Basically my whole life is in shambles because two out of these three forgotten films of the 80s aren’t available on disc to add to my collection. Take note, kiddies. THAT is white privilege on full display.
THE CHILDREN (1980)
This is the one—the sole film in this triple feature that is available on disc. It has been on Troma DVD for years and now finally comes to Blu-ray thanks to Vinegar Syndrome.
Back in 1980 we were so busy obsessing over Prom Night, Friday the 13th, and the emerging slasher genre that a Village of the Damned/Night of the Living Dead mashup was easy to overlook. But in retrospect, despite some cheesy, dated aspects, this is one eerily little killer kids flick.
Classic setup…a pipe leaks at a nuclear power plant. A school bus full of kids drives through a strange cloud of smoke on a road. Pretty soon the kiddies are home from school, showing up with their arms extended, smiles on their faces, and saying “Mommy!” or “Daddy!” Fall for their trap and their mere touch turns you into a smoldering, crispy corpse! How awesome is that? Zombie kids that burn you to death.
The gore wastes no time in showing up in all its nasty glory, but it does tend to look at times like victims have plaster of paris strips glued to their faces.
Gotta love the fact that the first kill takes place in a cemetery even though these zombie kids don’t crawl from the ground.
The soundtrack is awesome because it sounds just like Friday the 13th. I looked it up and learned why: same composer, same year! And the main detective guy is John Travolta’s priest brother in Saturday Night Fever.
LONE WOLF (1988)
Lone Wolf is the 80s movie I need in my DVD collection…so let’s hope Vinegar Syndrome, Kino Lorber, Arrow, or another indie company works their magic. This flick is everything the 80s was. First of all, more than actors, it looks like they showed up at my class of 87 graduation and cast any boys who hated me because all my friends were girls, and all the girls who hated me because I wouldn’t give them the time of day. Yes, being gay does have its advantages.
This film essentially plays out as a cycle of kids getting gruesomely slaughtered in the snow, nestled between the other most important plot point…they’re all in a computer class together and DOS is everything.

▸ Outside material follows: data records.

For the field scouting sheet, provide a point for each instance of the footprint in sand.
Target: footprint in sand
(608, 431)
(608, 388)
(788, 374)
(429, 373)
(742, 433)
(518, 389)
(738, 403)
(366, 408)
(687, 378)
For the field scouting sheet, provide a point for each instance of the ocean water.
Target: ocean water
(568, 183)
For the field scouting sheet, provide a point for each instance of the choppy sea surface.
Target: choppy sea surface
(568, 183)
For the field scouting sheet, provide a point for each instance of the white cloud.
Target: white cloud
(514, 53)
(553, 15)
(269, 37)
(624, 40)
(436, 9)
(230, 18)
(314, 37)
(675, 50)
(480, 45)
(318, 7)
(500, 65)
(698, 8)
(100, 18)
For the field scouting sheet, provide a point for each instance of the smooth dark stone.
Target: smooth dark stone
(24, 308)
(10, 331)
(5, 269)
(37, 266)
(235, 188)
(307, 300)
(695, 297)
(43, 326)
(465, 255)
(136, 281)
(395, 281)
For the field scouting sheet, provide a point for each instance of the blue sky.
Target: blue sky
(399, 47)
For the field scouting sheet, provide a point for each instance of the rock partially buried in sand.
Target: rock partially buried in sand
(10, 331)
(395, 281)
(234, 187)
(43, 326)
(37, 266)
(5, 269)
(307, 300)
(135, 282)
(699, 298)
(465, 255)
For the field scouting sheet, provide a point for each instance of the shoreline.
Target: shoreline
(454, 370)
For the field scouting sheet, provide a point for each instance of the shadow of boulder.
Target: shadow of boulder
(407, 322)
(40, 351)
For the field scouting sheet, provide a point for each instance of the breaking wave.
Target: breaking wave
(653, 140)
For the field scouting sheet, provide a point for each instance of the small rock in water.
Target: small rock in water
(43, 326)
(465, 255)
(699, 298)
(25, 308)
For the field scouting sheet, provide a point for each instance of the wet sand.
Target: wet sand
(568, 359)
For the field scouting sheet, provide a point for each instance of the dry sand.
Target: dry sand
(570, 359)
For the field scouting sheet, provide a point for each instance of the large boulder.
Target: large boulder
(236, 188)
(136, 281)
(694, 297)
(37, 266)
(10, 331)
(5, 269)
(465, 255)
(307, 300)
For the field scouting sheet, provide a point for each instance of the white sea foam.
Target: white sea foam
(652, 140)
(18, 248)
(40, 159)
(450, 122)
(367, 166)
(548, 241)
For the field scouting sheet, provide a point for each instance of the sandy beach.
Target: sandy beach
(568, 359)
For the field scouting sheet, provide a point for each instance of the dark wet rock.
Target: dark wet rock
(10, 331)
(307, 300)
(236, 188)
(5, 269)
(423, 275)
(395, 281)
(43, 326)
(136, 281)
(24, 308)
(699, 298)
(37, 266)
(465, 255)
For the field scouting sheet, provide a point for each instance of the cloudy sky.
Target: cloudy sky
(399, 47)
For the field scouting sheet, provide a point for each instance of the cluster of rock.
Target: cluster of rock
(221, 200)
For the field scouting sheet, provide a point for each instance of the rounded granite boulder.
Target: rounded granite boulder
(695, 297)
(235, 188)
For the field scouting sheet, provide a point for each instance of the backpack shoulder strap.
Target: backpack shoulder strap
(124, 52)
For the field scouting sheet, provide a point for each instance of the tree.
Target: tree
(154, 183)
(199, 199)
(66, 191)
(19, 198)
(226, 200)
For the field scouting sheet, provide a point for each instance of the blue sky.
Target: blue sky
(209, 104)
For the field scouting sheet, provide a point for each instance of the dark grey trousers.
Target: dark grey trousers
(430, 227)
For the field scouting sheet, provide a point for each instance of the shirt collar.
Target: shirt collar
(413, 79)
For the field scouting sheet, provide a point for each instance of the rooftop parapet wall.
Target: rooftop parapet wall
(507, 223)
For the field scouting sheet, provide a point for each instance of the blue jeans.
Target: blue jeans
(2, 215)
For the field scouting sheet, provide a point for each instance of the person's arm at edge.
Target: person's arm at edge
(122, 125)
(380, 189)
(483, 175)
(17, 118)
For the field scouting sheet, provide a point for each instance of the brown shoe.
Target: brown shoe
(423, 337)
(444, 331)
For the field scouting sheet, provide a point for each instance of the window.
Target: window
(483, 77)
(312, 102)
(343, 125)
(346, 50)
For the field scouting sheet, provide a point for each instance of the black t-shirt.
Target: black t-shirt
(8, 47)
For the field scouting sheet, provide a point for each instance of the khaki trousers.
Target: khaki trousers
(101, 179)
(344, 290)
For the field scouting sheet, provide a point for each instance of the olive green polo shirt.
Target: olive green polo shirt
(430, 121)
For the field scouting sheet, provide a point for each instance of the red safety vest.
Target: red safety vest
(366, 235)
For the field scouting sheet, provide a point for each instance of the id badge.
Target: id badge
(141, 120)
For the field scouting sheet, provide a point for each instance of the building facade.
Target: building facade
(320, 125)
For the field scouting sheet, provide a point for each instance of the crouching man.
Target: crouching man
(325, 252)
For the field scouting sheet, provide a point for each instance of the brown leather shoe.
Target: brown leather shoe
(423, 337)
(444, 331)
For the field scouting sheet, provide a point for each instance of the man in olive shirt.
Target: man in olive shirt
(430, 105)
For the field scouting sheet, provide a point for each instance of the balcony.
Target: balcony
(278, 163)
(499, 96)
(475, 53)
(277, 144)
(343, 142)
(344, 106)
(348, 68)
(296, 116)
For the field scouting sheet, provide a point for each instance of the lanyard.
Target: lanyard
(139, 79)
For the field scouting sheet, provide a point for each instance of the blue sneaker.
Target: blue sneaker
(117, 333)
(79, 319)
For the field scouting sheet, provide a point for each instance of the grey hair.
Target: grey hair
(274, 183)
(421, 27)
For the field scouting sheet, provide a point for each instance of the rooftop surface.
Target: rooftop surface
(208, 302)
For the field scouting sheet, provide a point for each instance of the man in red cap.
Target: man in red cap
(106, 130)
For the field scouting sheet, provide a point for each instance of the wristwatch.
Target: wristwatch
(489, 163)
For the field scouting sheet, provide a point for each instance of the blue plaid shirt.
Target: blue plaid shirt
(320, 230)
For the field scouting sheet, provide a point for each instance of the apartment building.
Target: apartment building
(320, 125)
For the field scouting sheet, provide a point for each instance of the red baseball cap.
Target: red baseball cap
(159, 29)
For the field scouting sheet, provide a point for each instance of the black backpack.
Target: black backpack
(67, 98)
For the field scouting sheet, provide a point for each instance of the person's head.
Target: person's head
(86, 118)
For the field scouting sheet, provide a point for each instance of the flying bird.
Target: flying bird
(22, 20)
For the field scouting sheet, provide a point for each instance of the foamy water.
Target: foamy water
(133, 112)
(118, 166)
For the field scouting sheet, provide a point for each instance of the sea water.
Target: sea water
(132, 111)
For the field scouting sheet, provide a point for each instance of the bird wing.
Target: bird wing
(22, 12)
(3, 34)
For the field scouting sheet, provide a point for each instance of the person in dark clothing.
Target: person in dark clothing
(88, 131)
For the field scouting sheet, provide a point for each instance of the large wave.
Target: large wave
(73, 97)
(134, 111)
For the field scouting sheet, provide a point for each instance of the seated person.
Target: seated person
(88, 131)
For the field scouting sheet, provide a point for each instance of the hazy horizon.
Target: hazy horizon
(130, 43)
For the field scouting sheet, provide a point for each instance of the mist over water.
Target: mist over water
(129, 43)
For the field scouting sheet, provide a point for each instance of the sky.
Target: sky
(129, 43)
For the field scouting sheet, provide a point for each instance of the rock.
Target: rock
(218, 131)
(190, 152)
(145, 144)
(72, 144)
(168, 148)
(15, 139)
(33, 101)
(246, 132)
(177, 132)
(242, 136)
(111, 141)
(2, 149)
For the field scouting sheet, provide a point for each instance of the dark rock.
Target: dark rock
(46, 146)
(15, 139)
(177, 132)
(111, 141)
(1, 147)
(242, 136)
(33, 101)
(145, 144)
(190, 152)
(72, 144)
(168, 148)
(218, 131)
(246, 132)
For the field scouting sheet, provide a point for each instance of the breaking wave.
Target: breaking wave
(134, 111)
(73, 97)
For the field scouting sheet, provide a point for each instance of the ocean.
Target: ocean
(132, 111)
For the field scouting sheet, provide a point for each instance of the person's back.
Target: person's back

Okay, there’s also a plot about one of the dudes being a moody, mysterious rock singer, so that makes for some rockin’ 80s band montages.
Plus the guy who plays the main detective’s sidekick clearly wanted to be a star, and probably should have because he’s quite a character.
My only real complaint about the film is that the very first kill shows way too much of the werewolf, yet after that we start seeing just flashes of werewolf claws and teeth during kills!
So, yeah, the werewolf is really a modern day (1988 modern day) Wolfman, but it’s still awesome, especially since it gives one character the chance to make a Michael J. Fox Teen Wolf reference!
Most amazingly, this forgotten indie has a pretty damn good imitation of The Howling/American Werewolf in London style of transformation.
MINDKILLER (1987)
Mindkiller is the only other film from the director of Night Vision—although he did write Lone Wolf and The Amityville Curse. That last one on his resume clearly was a curse, because it seems to have ended his horror career. Bummer.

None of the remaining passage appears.